Sqoop Mappings in a Hadoop Environment
After you copy the Type 4 JDBC driver .jar files required for Sqoop connectivity to the externaljdbcjars directory, enable Sqoop in a JDBC connection, and import a Sqoop source or Sqoop target, you can create a mapping. You can then run the Sqoop mapping in the Hadoop run-time environment with a Hadoop connection. You can run Sqoop mappings on the Blaze, Spark, and Hive engines.
If you use Cloudera Connector Powered by Teradata or Hortonworks Connector for Teradata, you can run mappings on the Blaze or Spark engines. If you use MapR Connector for Teradata, you can run mappings on the Spark engine.
In the mapping, you can specify additional Sqoop arguments and disable the Sqoop connector.
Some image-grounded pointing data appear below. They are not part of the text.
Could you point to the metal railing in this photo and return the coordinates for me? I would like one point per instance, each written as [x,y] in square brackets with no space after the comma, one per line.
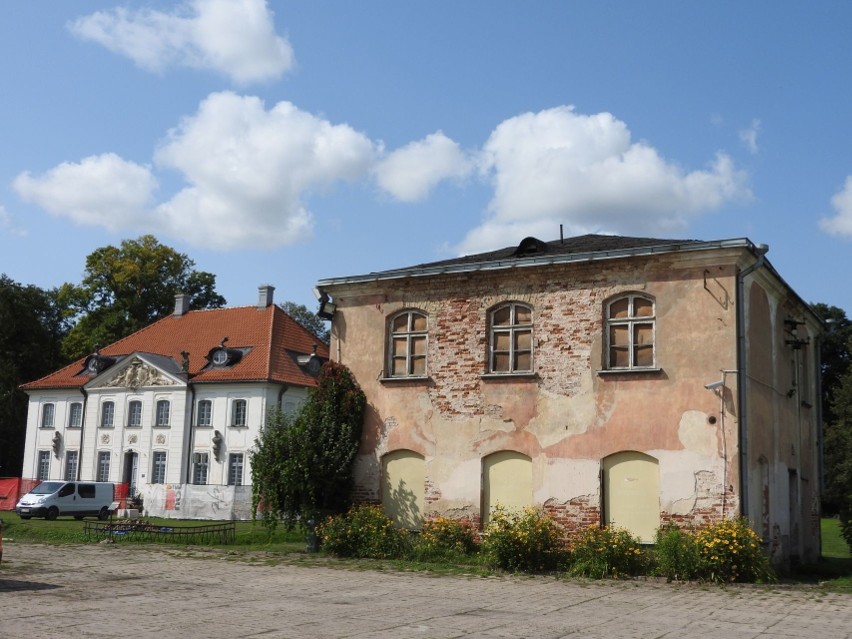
[138,530]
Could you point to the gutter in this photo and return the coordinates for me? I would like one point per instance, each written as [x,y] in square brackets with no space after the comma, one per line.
[742,380]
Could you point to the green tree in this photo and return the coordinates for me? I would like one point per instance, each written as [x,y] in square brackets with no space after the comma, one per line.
[836,381]
[125,288]
[32,331]
[302,466]
[838,456]
[307,318]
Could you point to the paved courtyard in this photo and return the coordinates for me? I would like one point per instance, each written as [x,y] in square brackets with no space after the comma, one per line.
[113,590]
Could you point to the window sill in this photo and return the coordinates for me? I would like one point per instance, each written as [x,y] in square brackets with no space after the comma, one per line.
[414,379]
[629,371]
[531,375]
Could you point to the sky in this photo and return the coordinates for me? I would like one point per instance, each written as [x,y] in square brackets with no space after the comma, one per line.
[285,142]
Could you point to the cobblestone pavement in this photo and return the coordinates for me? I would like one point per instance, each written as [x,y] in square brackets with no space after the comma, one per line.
[114,590]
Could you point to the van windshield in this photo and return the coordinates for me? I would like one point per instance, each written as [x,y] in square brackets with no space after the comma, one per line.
[47,488]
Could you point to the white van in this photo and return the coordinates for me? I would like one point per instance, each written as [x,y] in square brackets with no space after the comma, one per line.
[78,498]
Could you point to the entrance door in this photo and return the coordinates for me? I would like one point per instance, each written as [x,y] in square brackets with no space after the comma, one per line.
[632,493]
Note: If you add or delete a Type 4 JDBC driver .jar file required for Sqoop connectivity from the externaljdbcjars directory, changes take effect after you restart the Data Integration Service. If you run the mapping on the Blaze engine, changes take effect after you restart the Data Integration Service and Blaze Grid Manager. When you run the mapping for the first time, you do not need to restart the Data Integration Service and Blaze Grid Manager. You need to restart the Data Integration Service and Blaze Grid Manager only for the subsequent mapping runs.
Sqoop Mapping-Level Arguments
If a data object uses Sqoop, you can click the corresponding Read transformation or Write transformation in the Sqoop mapping to define the arguments that Sqoop must use to process the data. The Data Integration Service merges the additional Sqoop arguments that you specify in the mapping with the arguments that you specified in the JDBC connection and constructs the Sqoop command.
The Sqoop arguments that you specify in the mapping take precedence over the arguments that you specified in the JDBC connection. However, if you do not enable the Sqoop connector in the JDBC connection but enable the Sqoop connector in the mapping, the Data Integration Service does not run the mapping through Sqoop. The Data Integration Service runs the mapping through JDBC.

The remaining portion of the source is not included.